Дотронувшись губами до ее покрытого испариной лба, Адам проверял температуру. Ее кожа была холодной, несмотря на очевидный стресс и бешеный стук сердца, что отчётливо чувствовался под его рукой. Ларссон так и сидел рядом с ней на полу и повторял слова успокоения, пока Эванс в его руках не перестала метаться, затихнув. Дыхание выровнялось, она постепенно начала согреваться от его тепла, всхлипы стали реже, а затем и вовсе прекратились.
– Успокоилась? – от его былого сарказма и злости не осталось и следа. Совесть Ларссона уже выбралась наружу и кидалась камнями в пруд его душевного спокойствия, нарушая его расходившимися волнами стыда за содеянное.
– Да, – невнятно ответила Эванс. Когда сознание вернулось, она с удивлением обнаружила себя сидевшей на полу и прижатой к боссу, пытавшемуся привести её в чувства после нескольких минут, проведённых ею в личном аду.
Боль в голове постепенно стихала.
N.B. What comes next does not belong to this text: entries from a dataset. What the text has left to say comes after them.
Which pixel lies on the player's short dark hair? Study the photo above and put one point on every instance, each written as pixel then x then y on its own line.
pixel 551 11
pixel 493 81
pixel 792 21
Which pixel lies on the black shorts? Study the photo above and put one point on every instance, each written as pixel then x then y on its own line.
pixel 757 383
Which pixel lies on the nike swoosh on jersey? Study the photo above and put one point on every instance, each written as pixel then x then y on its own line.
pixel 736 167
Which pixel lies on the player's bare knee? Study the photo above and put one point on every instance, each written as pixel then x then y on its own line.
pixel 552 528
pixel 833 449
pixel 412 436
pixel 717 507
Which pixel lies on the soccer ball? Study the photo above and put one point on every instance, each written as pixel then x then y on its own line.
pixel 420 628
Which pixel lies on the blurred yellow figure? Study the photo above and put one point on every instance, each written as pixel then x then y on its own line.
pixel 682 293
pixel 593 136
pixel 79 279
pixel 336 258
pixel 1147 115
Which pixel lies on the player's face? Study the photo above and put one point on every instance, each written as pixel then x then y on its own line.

Дышать становилось легче. Комната снова приобрела привычные очертания, сообщая, что все происходящее реально, и сейчас она у себя дома, а не возле железной двери в тёмном коридоре. Рядом с ним страх отступил подобно морскому отливу, уступая место стыду за проявленную слабость. Меньше всего ей хотелось, чтобы кто-то видел её такой, тем более он.
– Я не хотел, чтобы так вышло, – он осторожно гладил ее по волосам, все еще опасаясь напугать сильнее.
– Лжете, – пробубнила Эванс, пряча лицо под ворот его куртки.
Адам закатил глаза, радуясь, что она этого не видит.
– Откуда мне знать, что лжец и манипулятор страдает паническими атаками? – предъявил он, зарывшись носом в ее волосы и искажая шепотом свой истинный голос.
– До этого я ими не страдала. Спасибо за подарок, сэр, – говоря с обидой, Эванс глубже зарывалась носом в складки его одежды. Знакомый запах мокрой кожи со следами бензина постепенно возвращал в реальность и давал почувствовать почву под ногами.